O engenheiro Luiz Alberto Ferla, de 43 anos, encontrou numa wiki (a tecnologia que permite aos usuários da enciclopédia online Wikipédia compartilhar e alterar seus verbetes), a melhor forma de manter um manual das principais tarefas e rotinas de sua empresa, a catarinense Knowtec, que faz relatórios de inteligência de mercado para setores como bionergia e agronegócios. Os responsáveis de cada departamento das unidades da empresa em Florianópolis, Brasília, São Paulo e Seattle, nos Estados Unidos, criam verbetes com descrições do passo a passo a ser seguido em cada tipo de trabalho. Há, entre outras instruções, roteiros completos de como devem ser os relatórios entregues aos clientes. Já foram criados 621 verbetes. O conteúdo é constantemente aperfeiçoado pelos 51 funcionários da empresa -- em dois anos, eles já fizeram mais de 5 040 contribuições. Se um deles encontrar uma nova fonte que possa ser consultada nas pesquisas, por exemplo, é só acrescentar no manual -- simples e ágil assim. "A descrição dos processos acompanha as mudanças decorrentes do nosso crescimento", diz Ferla. "Mesmo um funcionário recém-contratado aprende depressa, sem que os antigos tenham de responder sempre às mesmas perguntas." Dessa forma, os custos com esse tipo de treinamento caíram pela metade. (H.V.)

 

Você está contratado!

Lia Lubambo
 

Abel Reis
AgênciaClick
, marketing digital, São Paulo, SP
Faturamento: 75 milhões de reais(1)
Ferramenta: Rede social
Uso comum nos negócios: Fazer networking
O que a AgênciaClick faz: Busca funcionários numa rede social criada pela própria empresa
Resultado: Dez pessoas foram entrevistadas. Duas já foram contratadas
(1) Estimativa de mercado/2008

O site da paulistana AgênciaClick, especializada em marketing de mídias sociais, foi transformado numa rede social há dois anos. Entre os mais de 3 400 membros que já se cadastraram, há funcionários, clientes e, a maior parte, internautas interessados em novidades sobre campanhas interativas e vídeos virais. Na rede, eles participam de debates, criam grupos de discussão e postam vídeos e fotos. "Vez ou outra, alguma dessas pessoas dá sinais de que poderia ser aproveitada em nossa equipe", diz o sócio Abel Reis, de 46 anos. Dez profissionais garimpados já foram entrevistados. Duas contratações aconteceram até agora.

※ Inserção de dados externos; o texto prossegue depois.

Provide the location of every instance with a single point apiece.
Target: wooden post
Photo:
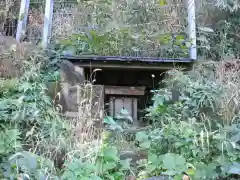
(192, 28)
(47, 23)
(22, 19)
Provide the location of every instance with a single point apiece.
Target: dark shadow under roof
(128, 59)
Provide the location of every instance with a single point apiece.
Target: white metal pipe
(192, 28)
(47, 23)
(22, 19)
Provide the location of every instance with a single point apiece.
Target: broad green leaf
(125, 164)
(146, 144)
(110, 153)
(141, 136)
(108, 166)
(174, 162)
(162, 2)
(234, 169)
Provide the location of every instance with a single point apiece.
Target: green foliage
(107, 166)
(28, 166)
(223, 41)
(192, 129)
(29, 122)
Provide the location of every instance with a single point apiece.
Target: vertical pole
(22, 19)
(47, 23)
(192, 28)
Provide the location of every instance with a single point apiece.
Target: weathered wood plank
(125, 90)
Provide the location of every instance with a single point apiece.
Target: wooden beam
(125, 90)
(164, 66)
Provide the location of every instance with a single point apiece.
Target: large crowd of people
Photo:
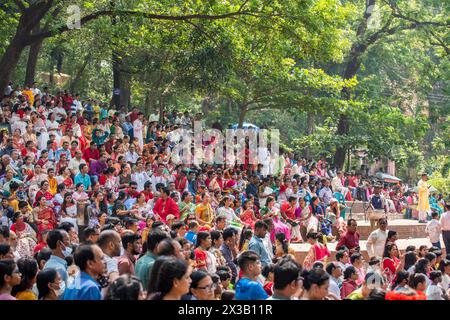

Os membros criaram grupos na rede com nomes como "Eu quero trabalhar na AgênciaClick" e "O que farei quando chegar lá na AgênciaClick". Alguns se apresentam diretamente aos sócios, que também estão na rede. "São pessoas que, sem a rede, talvez não tivessem como mostrar ideias e propostas diretamente para nós", diz Reis. Outros espalham links de seu portfóflio de trabalho em vários tópicos de discussão. A rede conta ainda com uma área para receber currículos. Reis vem movimentando a rede com o objetivo específico de caçar talentos. Uma das contratações, por exemplo, foi de um estagiário que venceu uma disputa lançada no último ano -- criar uma campanha de conscientização ambiental para a internet. (B.V.F.)